I was looking forward to getting my name out there. That got me really excited. I was like “I have to do this!” I really want to leave my mark on the University and leave my mark in history in general, so I thought it would be pretty exciting.
Are you looking forward to presenting at a conference again in the future?
Definitely. I will probably present at the Gender Conference. I presented a revised fairy tale during my freshman year. I would definitely present at another ETHA Conference or any panel having to do with gender studies or history. I think mental illness is very interesting, mostly because I can relate to it. If I can relate to the subject, then I find myself wanting to write about it.
What led you to choose your major and minor at UHD?
I really value education, especially in history. I think it’s important for kids to grow up learning the right history, so they don’t repeat the same mistakes. I want to be a college professor or high school teacher focused on American history. I recently became a Supplemental Instruction Leader for an American history class, but I’m also interested in East Asian history and Russian history.
I wasn’t even thinking about gender studies until I took the fairy tale seminar class during my freshman year with Dr. Tammis Thomas. Honestly, that class changed my life. It was very engaging. I found myself agreeing with a lot of the topics she talked about—how society views women and men and the issues with masculinity and femininity. There was never a dull moment, so I found myself falling for that subject.

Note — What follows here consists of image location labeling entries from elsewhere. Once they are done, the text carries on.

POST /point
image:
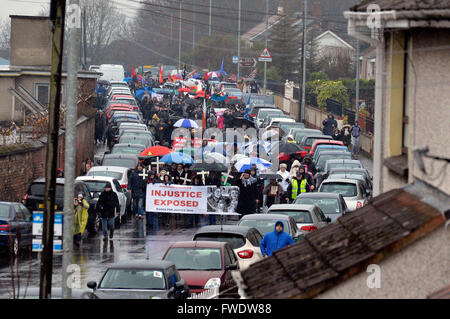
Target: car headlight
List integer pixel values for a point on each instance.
(212, 283)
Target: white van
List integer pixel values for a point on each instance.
(111, 72)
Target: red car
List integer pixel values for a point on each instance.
(203, 264)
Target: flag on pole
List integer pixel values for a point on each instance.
(161, 79)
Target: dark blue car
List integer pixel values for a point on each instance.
(15, 227)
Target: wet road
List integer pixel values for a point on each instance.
(133, 241)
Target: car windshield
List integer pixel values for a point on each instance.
(116, 175)
(4, 211)
(343, 165)
(126, 150)
(300, 216)
(120, 162)
(235, 240)
(38, 189)
(95, 186)
(327, 205)
(325, 157)
(187, 258)
(264, 226)
(345, 189)
(133, 279)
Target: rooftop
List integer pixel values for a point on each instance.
(331, 255)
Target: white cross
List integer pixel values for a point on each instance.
(227, 175)
(185, 179)
(203, 173)
(144, 174)
(157, 163)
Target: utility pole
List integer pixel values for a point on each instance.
(239, 40)
(305, 14)
(210, 17)
(70, 152)
(57, 15)
(267, 31)
(357, 80)
(193, 26)
(179, 42)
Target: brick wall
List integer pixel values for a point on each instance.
(21, 164)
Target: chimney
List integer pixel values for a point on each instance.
(317, 10)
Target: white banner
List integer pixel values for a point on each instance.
(185, 199)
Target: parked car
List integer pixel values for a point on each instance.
(204, 264)
(244, 241)
(121, 160)
(353, 191)
(309, 140)
(96, 186)
(155, 279)
(16, 224)
(332, 205)
(34, 199)
(133, 149)
(307, 217)
(265, 223)
(326, 148)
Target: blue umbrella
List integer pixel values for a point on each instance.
(246, 163)
(177, 157)
(186, 123)
(140, 92)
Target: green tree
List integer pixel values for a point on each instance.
(284, 45)
(332, 90)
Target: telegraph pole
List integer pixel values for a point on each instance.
(193, 26)
(267, 31)
(239, 40)
(70, 152)
(357, 80)
(210, 17)
(305, 14)
(179, 42)
(57, 15)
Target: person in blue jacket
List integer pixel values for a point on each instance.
(275, 240)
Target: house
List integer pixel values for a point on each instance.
(411, 98)
(402, 235)
(25, 82)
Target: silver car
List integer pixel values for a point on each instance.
(307, 217)
(353, 191)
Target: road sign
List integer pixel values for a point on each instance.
(265, 56)
(248, 62)
(38, 223)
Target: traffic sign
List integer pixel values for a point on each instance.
(265, 56)
(248, 62)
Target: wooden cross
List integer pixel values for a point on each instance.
(227, 175)
(157, 164)
(203, 173)
(144, 174)
(185, 179)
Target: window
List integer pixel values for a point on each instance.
(42, 93)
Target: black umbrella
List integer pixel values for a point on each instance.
(209, 167)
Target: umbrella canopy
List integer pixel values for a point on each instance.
(155, 151)
(186, 123)
(246, 163)
(215, 157)
(177, 157)
(209, 167)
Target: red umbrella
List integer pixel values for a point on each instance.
(156, 151)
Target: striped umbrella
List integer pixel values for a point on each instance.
(177, 157)
(246, 163)
(186, 123)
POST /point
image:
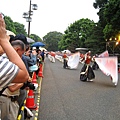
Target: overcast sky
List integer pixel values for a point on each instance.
(52, 15)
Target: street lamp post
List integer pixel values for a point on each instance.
(27, 15)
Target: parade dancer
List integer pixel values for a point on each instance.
(65, 58)
(87, 73)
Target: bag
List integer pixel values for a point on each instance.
(33, 68)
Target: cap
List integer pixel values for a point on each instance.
(21, 37)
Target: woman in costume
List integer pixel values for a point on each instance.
(86, 73)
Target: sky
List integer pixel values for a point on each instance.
(52, 15)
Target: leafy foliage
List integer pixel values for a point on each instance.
(77, 34)
(36, 38)
(51, 40)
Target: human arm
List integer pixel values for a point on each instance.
(15, 87)
(22, 74)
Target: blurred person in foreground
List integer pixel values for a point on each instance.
(12, 68)
(27, 85)
(10, 95)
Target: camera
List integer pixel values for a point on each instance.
(28, 84)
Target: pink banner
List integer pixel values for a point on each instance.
(73, 60)
(109, 66)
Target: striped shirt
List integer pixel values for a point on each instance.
(8, 71)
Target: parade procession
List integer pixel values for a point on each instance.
(59, 60)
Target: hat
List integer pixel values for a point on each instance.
(21, 37)
(34, 48)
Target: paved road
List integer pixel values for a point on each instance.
(65, 97)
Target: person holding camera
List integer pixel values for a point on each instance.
(27, 85)
(11, 107)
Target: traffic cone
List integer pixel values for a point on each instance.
(30, 101)
(40, 74)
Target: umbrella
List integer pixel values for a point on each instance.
(30, 40)
(10, 32)
(38, 44)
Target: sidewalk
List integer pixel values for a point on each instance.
(37, 100)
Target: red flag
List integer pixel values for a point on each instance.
(109, 66)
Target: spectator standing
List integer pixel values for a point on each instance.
(65, 60)
(43, 55)
(10, 95)
(12, 68)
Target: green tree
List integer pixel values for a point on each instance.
(36, 38)
(76, 34)
(51, 40)
(20, 28)
(112, 15)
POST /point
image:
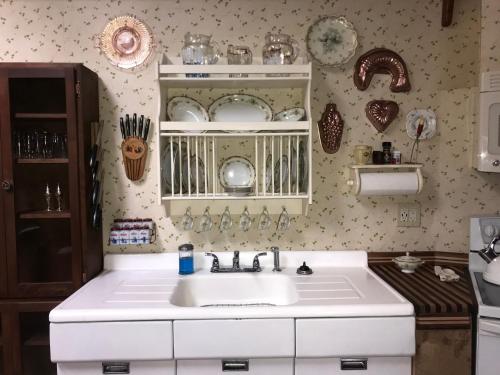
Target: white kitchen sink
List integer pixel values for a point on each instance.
(234, 289)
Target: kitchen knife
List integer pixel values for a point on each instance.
(127, 125)
(122, 127)
(141, 125)
(146, 130)
(134, 125)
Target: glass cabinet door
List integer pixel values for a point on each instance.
(40, 168)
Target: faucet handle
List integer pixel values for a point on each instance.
(256, 263)
(215, 263)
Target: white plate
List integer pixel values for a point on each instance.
(183, 108)
(291, 114)
(240, 108)
(166, 168)
(429, 118)
(332, 41)
(303, 167)
(236, 172)
(192, 167)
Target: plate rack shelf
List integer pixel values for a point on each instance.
(280, 152)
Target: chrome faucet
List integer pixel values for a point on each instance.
(236, 261)
(276, 253)
(489, 253)
(236, 264)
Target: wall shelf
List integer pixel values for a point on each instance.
(21, 115)
(410, 181)
(43, 161)
(277, 184)
(45, 215)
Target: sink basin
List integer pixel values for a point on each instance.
(234, 290)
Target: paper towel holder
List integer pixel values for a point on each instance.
(355, 180)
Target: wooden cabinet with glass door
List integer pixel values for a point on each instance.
(46, 116)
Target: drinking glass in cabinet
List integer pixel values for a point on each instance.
(280, 49)
(238, 55)
(199, 50)
(226, 222)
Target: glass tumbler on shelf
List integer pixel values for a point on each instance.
(280, 49)
(199, 50)
(238, 55)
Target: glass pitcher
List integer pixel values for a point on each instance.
(199, 50)
(279, 49)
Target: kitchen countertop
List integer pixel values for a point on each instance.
(139, 287)
(436, 303)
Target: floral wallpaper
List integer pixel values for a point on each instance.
(444, 67)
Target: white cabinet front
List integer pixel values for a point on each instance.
(354, 366)
(393, 336)
(275, 366)
(117, 367)
(243, 338)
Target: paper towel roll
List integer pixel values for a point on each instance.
(388, 183)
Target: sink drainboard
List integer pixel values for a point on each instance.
(238, 304)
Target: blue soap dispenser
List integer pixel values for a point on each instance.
(186, 264)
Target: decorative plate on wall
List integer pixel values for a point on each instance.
(127, 42)
(332, 41)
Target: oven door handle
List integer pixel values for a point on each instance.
(489, 328)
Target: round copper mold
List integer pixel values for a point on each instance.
(382, 61)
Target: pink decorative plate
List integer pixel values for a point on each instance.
(127, 42)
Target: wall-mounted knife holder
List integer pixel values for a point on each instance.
(135, 152)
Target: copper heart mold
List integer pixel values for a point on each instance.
(381, 113)
(331, 127)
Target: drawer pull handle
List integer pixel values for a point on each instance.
(235, 365)
(354, 364)
(116, 368)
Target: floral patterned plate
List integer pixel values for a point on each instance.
(127, 42)
(332, 41)
(240, 108)
(183, 108)
(291, 114)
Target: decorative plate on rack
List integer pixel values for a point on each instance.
(332, 41)
(235, 172)
(127, 42)
(183, 108)
(240, 108)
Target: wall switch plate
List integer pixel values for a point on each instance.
(408, 215)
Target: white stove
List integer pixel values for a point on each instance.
(482, 229)
(133, 319)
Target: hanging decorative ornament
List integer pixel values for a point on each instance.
(381, 113)
(331, 127)
(127, 42)
(382, 61)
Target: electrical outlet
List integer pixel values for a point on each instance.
(409, 215)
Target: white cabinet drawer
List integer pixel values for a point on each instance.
(107, 341)
(247, 338)
(333, 366)
(134, 368)
(274, 366)
(355, 337)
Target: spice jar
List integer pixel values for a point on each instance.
(386, 149)
(362, 154)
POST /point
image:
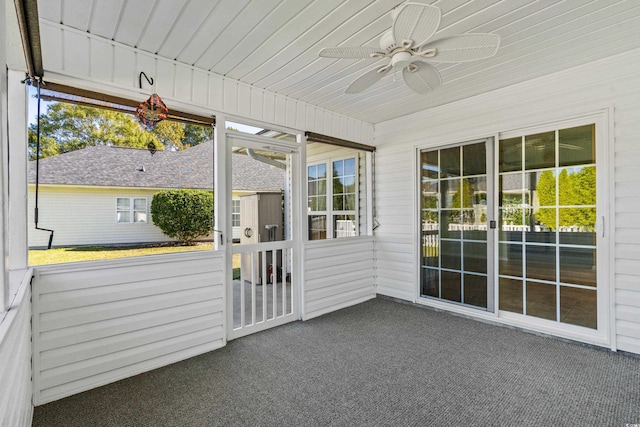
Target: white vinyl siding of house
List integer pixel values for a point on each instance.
(87, 216)
(104, 321)
(16, 388)
(609, 88)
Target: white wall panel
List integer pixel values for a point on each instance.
(76, 53)
(124, 68)
(98, 322)
(101, 59)
(67, 59)
(184, 80)
(591, 88)
(338, 273)
(164, 79)
(16, 388)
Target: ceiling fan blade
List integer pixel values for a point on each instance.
(465, 47)
(349, 52)
(367, 79)
(421, 77)
(415, 21)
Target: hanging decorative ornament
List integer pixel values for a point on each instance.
(152, 111)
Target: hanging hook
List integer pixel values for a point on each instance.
(148, 79)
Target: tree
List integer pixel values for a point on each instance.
(67, 127)
(185, 215)
(546, 193)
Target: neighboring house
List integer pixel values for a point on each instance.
(102, 195)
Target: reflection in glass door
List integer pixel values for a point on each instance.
(547, 217)
(453, 207)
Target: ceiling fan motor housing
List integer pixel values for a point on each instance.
(387, 42)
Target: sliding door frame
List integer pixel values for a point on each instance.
(605, 229)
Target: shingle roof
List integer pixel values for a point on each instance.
(120, 167)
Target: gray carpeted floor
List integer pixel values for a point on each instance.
(380, 363)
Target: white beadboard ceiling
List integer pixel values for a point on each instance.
(274, 44)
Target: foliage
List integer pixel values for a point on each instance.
(67, 127)
(185, 215)
(463, 197)
(546, 190)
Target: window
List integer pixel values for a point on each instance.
(83, 189)
(333, 208)
(131, 210)
(235, 213)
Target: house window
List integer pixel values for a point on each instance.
(333, 208)
(131, 210)
(235, 213)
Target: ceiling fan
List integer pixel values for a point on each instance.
(406, 44)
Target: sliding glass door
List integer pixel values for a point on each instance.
(514, 223)
(453, 207)
(547, 235)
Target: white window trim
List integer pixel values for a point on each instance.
(329, 213)
(235, 214)
(132, 210)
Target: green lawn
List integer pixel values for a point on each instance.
(91, 253)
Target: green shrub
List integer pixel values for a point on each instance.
(185, 215)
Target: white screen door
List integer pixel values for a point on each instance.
(263, 292)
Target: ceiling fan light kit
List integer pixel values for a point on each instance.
(407, 45)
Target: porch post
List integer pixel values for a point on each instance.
(18, 237)
(4, 303)
(299, 224)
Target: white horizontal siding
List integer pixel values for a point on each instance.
(597, 86)
(337, 273)
(103, 321)
(16, 388)
(87, 216)
(76, 58)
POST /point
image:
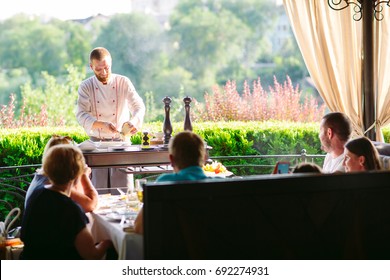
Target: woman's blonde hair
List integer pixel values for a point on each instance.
(56, 140)
(63, 163)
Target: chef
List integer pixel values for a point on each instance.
(108, 102)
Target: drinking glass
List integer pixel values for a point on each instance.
(132, 201)
(139, 188)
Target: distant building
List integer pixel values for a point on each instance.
(281, 34)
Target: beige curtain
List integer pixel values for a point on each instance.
(382, 68)
(331, 45)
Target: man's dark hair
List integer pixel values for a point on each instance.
(339, 123)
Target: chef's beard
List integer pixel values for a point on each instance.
(105, 79)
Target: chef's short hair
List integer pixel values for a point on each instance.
(98, 54)
(188, 149)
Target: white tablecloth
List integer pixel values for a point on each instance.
(128, 245)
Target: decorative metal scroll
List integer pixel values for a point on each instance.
(377, 7)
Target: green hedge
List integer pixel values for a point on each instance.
(25, 146)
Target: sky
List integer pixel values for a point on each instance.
(64, 9)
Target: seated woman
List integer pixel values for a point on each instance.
(53, 225)
(84, 192)
(307, 167)
(361, 155)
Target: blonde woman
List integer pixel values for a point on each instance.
(360, 154)
(84, 192)
(54, 226)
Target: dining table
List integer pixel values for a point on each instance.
(111, 220)
(136, 158)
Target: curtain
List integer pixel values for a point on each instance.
(382, 68)
(331, 45)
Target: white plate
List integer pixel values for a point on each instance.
(114, 216)
(106, 144)
(222, 174)
(117, 148)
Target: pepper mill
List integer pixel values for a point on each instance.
(187, 120)
(167, 126)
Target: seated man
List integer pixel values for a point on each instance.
(335, 131)
(187, 155)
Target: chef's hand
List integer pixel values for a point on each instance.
(106, 127)
(128, 128)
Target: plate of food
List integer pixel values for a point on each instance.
(220, 174)
(117, 148)
(110, 144)
(216, 169)
(114, 216)
(87, 146)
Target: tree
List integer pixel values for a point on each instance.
(135, 42)
(58, 98)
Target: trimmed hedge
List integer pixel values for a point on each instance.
(25, 146)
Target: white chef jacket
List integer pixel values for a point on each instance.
(112, 102)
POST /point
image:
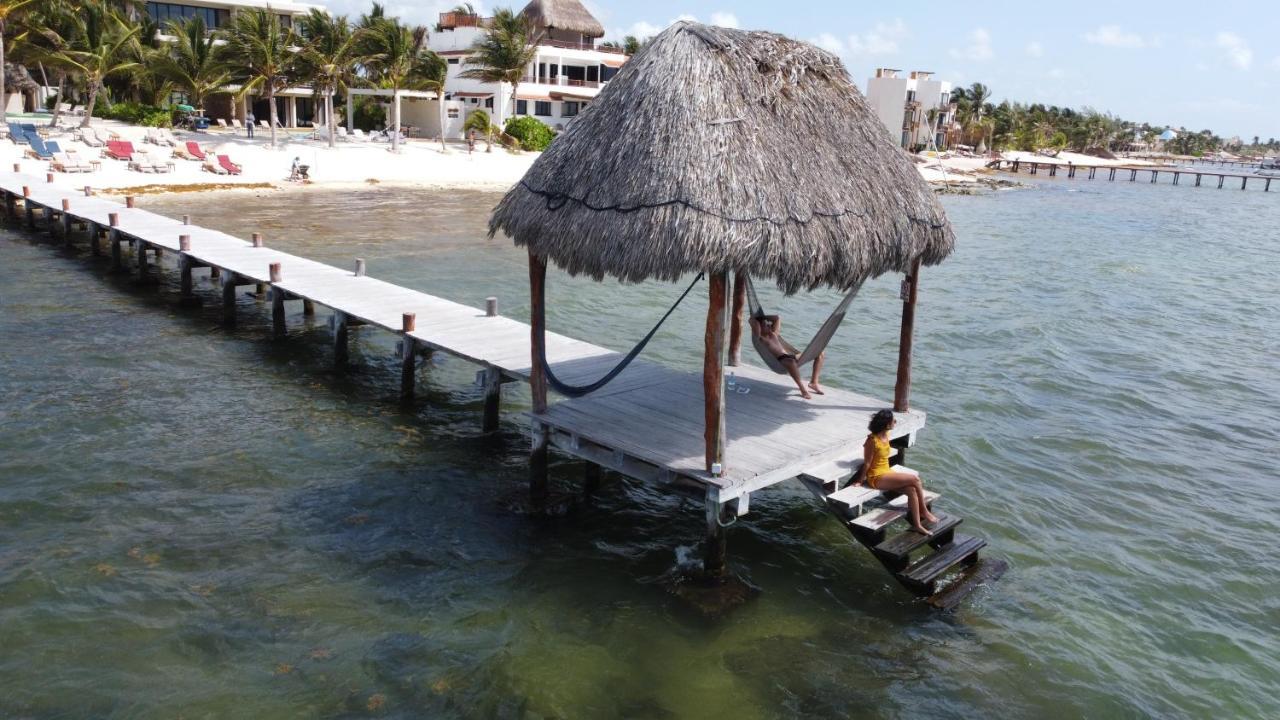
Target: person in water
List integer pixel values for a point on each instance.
(880, 475)
(768, 328)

How has UHD helped you succeed?
I think UHD has definitely given me a lot of opportunities. I’m particularly grateful to Dr. Mari Nicholson-Preuss, the director of the Honors Program. If she sees that students are passionate about a subject she’ll push them to explore their interests. The people here … there’s never really anyone negative; they’re just here to help you. I know UHD is going to help me in the long run. It really gives students opportunities to go out there and do what they want to do.